The title of this improvising free jazz quartet's release Nearly Extinct
, is a reference to the current state of instant composing. The cover lists various players (Albert Ayler
, Cecil Taylor
, John Coltrane
), Bands (ICP Orchestra, SME, AMM, AACM, ISKRA 1903), and refers to differing scenes from San Francisco to London and Wuppertal.
That title is certainly a misnomer. If we think of it in terms of popular music, free jazz or free improvisation was a stillborn child back in the 1960s. Yes, the world of Coltrane's Ascension
(Impulse!, 1965), Brotzmann's Machine Gun
(FMP, 1968), and Derek Bailey
's The Music Improvisation Company
(ECM, 1970) was a holy grail to seekers. It's just that there were so few fans of creative music then, that these pioneers were barely recognized back in the day. Let's venture a guess that there are more adventuresome listeners today then back in the 1960s and 1970s.
Definitely, Nearly Extinct
is a very interesting listen. Label chief and bassist Damon Smith
assembled a quartet of guitarist Henry Kaiser
, trombonist Steve Parker, and drummer Chris Cogburn. Their instant music accomplishes what all great improvised art realizes, to allow you to disregard the composition. It is very easy here to take no notice of their lack of preplanning or choreography.

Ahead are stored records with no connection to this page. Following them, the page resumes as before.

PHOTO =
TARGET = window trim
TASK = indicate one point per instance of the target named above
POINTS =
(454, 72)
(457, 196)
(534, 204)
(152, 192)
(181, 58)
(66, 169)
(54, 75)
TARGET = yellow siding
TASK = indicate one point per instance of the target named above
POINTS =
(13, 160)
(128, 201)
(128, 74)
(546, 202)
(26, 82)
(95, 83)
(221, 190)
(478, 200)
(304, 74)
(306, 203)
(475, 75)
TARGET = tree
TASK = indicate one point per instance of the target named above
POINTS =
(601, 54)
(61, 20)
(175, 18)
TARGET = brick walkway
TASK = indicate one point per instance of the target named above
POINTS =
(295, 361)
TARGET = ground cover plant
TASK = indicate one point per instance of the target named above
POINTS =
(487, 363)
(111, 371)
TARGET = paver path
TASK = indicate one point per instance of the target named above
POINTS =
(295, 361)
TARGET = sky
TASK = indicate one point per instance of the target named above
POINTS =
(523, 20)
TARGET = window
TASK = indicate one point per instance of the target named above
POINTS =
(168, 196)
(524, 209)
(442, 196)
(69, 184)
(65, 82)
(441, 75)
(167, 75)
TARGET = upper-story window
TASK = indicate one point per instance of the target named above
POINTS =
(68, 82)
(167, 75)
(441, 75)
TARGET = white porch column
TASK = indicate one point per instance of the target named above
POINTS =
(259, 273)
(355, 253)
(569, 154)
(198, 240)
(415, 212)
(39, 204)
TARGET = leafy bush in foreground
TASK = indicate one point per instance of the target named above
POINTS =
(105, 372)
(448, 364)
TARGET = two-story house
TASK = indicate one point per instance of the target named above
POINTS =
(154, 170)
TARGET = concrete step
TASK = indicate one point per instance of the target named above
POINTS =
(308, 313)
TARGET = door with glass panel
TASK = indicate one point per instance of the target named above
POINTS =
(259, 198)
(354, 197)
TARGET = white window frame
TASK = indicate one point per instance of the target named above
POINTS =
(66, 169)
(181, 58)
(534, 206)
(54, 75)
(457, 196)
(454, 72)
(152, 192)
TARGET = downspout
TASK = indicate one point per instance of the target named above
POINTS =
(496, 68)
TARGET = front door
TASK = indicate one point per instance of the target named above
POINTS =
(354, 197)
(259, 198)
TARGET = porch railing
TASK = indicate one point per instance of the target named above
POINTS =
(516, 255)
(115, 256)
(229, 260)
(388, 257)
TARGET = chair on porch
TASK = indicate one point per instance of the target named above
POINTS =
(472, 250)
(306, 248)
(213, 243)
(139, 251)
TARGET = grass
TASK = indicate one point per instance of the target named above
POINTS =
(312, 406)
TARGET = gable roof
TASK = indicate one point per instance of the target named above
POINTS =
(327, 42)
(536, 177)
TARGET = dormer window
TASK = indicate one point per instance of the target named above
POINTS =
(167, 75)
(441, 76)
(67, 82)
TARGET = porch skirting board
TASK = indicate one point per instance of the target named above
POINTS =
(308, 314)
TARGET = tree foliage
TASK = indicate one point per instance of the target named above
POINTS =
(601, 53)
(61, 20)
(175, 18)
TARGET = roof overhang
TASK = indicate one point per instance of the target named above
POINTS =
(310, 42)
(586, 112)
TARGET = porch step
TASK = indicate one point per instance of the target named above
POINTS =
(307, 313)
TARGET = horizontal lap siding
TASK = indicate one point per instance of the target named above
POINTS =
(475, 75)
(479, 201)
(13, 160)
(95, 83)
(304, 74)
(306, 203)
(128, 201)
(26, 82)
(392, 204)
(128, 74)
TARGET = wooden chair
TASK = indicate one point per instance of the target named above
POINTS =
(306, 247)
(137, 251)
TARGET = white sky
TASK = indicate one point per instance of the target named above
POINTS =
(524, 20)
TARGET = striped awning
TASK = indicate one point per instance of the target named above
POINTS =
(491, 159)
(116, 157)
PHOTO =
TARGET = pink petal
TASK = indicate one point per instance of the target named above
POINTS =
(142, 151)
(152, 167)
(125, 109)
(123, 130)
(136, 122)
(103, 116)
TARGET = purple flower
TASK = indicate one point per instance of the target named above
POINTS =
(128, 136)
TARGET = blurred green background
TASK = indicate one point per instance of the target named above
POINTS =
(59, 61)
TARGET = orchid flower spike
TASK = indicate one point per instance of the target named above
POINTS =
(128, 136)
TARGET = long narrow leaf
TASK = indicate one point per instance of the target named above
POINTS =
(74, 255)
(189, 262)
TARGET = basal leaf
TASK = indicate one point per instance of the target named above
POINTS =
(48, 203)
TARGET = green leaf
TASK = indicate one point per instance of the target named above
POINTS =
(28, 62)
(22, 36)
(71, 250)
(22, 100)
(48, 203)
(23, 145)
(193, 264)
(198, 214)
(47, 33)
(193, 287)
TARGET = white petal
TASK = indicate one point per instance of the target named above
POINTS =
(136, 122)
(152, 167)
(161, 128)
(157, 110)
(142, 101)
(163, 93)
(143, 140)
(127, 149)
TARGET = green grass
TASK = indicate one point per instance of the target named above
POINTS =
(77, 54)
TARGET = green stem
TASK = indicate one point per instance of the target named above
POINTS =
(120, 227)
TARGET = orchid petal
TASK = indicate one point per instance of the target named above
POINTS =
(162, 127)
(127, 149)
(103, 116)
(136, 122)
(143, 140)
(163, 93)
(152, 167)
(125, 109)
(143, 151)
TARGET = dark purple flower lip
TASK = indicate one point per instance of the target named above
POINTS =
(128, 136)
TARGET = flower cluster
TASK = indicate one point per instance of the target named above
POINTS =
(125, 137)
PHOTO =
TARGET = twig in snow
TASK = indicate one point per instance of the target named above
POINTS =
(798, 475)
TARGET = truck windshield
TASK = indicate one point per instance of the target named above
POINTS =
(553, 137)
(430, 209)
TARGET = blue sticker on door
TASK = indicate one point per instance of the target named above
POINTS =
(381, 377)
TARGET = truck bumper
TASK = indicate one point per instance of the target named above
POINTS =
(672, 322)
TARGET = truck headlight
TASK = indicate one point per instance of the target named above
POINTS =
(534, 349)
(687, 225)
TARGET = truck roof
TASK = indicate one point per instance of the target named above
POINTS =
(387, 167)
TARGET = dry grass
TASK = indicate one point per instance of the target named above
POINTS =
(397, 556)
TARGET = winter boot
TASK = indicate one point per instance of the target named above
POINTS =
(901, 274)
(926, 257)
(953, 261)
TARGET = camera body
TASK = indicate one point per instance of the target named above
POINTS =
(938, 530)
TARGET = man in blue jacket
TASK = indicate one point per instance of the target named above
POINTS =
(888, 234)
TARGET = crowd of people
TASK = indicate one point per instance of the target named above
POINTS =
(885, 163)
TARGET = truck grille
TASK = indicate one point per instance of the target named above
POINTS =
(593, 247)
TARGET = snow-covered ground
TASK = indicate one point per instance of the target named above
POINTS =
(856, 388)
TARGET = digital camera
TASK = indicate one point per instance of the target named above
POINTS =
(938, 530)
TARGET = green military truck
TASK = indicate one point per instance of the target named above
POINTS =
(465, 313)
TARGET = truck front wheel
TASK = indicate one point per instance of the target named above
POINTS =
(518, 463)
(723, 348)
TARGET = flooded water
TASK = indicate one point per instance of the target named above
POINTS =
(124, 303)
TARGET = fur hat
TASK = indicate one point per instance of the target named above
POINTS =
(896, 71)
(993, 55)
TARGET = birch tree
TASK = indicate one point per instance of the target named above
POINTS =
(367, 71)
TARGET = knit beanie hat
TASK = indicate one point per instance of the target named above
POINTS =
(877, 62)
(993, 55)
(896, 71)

Smith opens "Boonting" with a bowed, plucked, bass knocking solo, before Kaiser enters à la Jimi Hendrix
, then drives the piece with a Sonny Sharrock
shred, backed by the heavy pulse of Cogburn and the bluster of Parker's trombone the energy never lags. The seven pieces here range from the destabilizing twenty-minute opener "East Cape Yupik" with its chest full of sounds to the two minute poetry of "Broome Pearling" and "!Kung," each with a new personality. Steve Parker is the new discovery here. His vocal trombone delivers everything from long notes to mouthpiece vocalizations. Like all great free jazz, it is the reciprocal nature of the interactions and the combination of players that makes this a fine listen. As for an improvised music experience, this may not be your first rodeo, but it certainly feels like it.